Les deux hommes se saluèrent avec une courtoisie qui sentait bien plus son Louis XV que son Directoire.
– Dois-je dire monsieur ou citoyen? demanda le comte de Châtillon en souriant.
– Dites comme vous voudrez, monsieur le comte; cela me sera toujours un honneur de répondre aux questions que vous venez probablement me faire de la part de Leurs Altesses royales.
– A la bonne heure! dit le comte; au milieu de ces pays sauvages, je suis heureux de rencontrer un homme civilisé. Je venais donc, au nom de Leurs Altesses royales, puisque vous me permettez de conserver ce titre aux filles du roi Louis XV, vous demander, non point à titre de reproche, mais comme renseignement essentiel à leur tranquillité, quelle est la volonté ou l'obstacle qui s'oppose à ce qu'elles conservent jusqu'à Naples l'escorte que le général Championnet a eu l'obligeance de leur donner.
Garat sourit.
– Je comprends très-bien la différence qu'il y a entre le mot obstacle et le mot volonté, monsieur le comte, et je vais vous répondre de manière à vous prouver que l'obstacle existe, et que, s'il y a volonté en même temps, cette volonté est plutôt bienveillante que mauvaise.
– Commençons par l'obstacle alors, fit en s'inclinant le comte.
– L'obstacle, le voici, monsieur: depuis hier minuit, il y a déclaration de guerre entre le royaume des Deux-Siciles et la république française; il en résulte qu'une escorte composée de cinq ennemis serait plutôt, vous devez le comprendre, pour Leurs Altesses royales un danger qu'une protection. Quant à la volonté, qui est la mienne, et que vous voyez maintenant ressortir naturellement de l'obstacle, elle est de ne point exposer les illustres voyageuses à subir des insultes et leur escorte à être assassinée. A demande catégorique, ai-je répondu catégoriquement, monsieur le comte?
– Si catégoriquement, monsieur, que je serais heureux que vous consentissiez à répéter à Leurs Altesses royales, ce que vous venez de me faire l'honneur de me dire.
– Ce serait avec grand plaisir, monsieur le comte, mais un sentiment de délicatesse que vous apprécieriez, j'en suis sûr, s'il vous était connu, me prive, à mon grand regret, de l'honneur de leur présenter mes hommages.
– Avez-vous quelque motif de tenir ce sentiment secret?
– Aucun, monsieur; je crains seulement que ma présence ne leur soit désagréable.
– Impossible.
– Je sais à qui j'ai l'honneur de parler, monsieur; vous êtes le comte de Châtillon, chevalier d'honneur de Leurs Altesses royales, et c'est un avantage que j'ai sur vous, car vous ne savez pas qui je suis.
– Vous êtes, je puis le certifier, monsieur, un homme du monde et de parfaite courtoisie.

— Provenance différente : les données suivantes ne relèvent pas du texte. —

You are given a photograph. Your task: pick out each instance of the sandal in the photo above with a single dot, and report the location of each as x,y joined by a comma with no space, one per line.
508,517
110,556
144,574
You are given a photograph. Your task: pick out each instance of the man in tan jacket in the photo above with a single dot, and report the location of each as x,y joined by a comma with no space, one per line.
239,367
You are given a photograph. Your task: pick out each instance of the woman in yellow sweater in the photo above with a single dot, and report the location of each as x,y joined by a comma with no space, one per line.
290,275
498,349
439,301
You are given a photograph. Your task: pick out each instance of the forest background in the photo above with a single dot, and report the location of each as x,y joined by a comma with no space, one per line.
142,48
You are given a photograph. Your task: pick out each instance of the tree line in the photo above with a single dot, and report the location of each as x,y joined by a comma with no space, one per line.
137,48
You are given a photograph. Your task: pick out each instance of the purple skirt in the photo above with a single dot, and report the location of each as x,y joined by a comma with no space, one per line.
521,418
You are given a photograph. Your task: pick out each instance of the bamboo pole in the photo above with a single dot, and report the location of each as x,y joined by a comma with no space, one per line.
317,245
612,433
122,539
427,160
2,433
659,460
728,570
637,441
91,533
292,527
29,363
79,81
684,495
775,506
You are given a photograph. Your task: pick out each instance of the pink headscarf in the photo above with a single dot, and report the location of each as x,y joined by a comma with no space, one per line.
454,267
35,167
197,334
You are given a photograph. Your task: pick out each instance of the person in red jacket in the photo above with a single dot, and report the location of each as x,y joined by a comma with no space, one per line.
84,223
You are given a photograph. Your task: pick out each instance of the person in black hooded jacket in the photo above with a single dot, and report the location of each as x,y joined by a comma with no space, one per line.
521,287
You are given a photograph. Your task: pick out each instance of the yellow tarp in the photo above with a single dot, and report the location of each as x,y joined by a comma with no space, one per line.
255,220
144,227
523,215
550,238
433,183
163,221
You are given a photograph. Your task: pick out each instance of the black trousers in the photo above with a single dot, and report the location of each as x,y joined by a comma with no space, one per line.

– Et c'est pour cela, monsieur, que j'ai été choisi par la Convention pour avoir le fatal honneur de lire au roi Louis XVI sa sentence de mort.
Le comte de Châtillon fit un bond en arrière, comme s'il se fût trouvé tout à coup en face d'un serpent.
– Mais, alors, vous êtes le conventionnel Garat? s'écria-t-il.
– Lui-même, monsieur le comte; vous voyez, si mon nom fait cet effet sur vous qui n'étiez point parent, que je sache, du roi Louis XVI, quel effet il produirait sur ces pauvres princesses, qui étaient ses tantes. Il est vrai, ajouta l'ambassadeur avec son fin sourire, qu'elles n'aimaient guère leur neveu de son vivant; mais, aujourd'hui, je sais qu'elles l'adorent; la mort est comme la nuit: elle porte conseil.
M. le comte de Châtillon salua et alla reporter le résultat de la conversation qu'il venait d'avoir à mesdames Victoire et Adélaïde.